You die well if you die in this hope. Not if you’ve ticked off nine (observed) ‘needs’ of the dying!

3 comments

  1. Having trouble wrapping my head around the Idea that u treat Adam and Eve as historical figures. As an educated person with an mdiv, I don’t understand how someone gets to CPE still taking the scriptures so literally. Adam and Eve never existed they are a story meant to convey truth.

    1. Whoa! Slow down there, Pete.

      I’m not sure what your qualifications have to do with anything (there are plenty of people holding PhDs who DO believe in an historical Adam). But I’m pretty sure you won’t find anywhere in this post — or on my blog — claiming that Adam and Eve were literal historical personages. I happen to believe they weren’t — a position I would justify by a close reading of the text of Genesis itself.

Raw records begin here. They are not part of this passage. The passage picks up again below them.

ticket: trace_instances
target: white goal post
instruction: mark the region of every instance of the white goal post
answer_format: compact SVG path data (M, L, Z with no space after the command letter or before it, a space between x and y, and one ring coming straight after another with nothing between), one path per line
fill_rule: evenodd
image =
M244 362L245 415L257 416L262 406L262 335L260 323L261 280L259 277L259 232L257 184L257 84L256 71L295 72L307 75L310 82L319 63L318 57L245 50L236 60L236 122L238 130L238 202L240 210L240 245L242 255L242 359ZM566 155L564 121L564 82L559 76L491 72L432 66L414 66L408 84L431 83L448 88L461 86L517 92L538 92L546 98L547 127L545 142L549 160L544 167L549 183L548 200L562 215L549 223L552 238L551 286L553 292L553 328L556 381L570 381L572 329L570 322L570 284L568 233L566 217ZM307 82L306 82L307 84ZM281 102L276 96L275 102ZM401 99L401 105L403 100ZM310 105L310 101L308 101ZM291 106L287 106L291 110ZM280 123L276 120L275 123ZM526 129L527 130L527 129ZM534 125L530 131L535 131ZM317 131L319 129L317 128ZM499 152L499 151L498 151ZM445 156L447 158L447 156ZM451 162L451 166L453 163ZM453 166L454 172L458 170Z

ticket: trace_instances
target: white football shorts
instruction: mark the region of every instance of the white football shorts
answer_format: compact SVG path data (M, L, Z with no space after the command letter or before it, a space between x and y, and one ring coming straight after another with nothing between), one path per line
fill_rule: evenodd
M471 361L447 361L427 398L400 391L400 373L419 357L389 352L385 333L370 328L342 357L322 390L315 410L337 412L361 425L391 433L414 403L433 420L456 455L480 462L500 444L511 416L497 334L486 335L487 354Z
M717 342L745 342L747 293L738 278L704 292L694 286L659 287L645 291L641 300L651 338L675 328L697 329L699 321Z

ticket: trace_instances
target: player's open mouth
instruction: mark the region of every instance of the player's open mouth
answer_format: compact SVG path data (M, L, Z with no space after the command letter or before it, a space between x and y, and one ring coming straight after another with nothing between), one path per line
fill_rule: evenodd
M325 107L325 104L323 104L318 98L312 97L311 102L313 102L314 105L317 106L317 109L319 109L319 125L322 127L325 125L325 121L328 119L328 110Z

      Of course, the way I treat the details of the Genesis story in this post may be consistent with belief in a literal Adam and Eve. Or it may not. My point is simply to try to spell out more precisely what particular truth the story conveys — in this case about death and God’s relationship to it.

      If you have issues with the substance of what I’m saying, by all means take me on at whatever points you think differently. But ascribing to me a position I don’t actually hold (while simultaneously calling my intelligence into question) is hardly the way to begin a productive conversation.

  2. sorry, did not want to seem to be calling your intelligence into question. your intelligence seems obvious. And there are people who hold ATS accredited degrees that think adam and eve were historical people. there are also people who believe in UFOs and homeopathy. I have friends that believe in homeopathy. does not make them bad people, or immoral people, or not intellgent. I recently met a brilliant man who said there are no errors in the bible. But it does mean I don’t take them seriously on subjects like ufos, homeopathy, or using ancient literature as geneaology or science, or the idea that the bible has no errors. I liked what you said about death being natural a possibility. I just did not understand your use of adam and eve at first read. it was late and I was grumpy.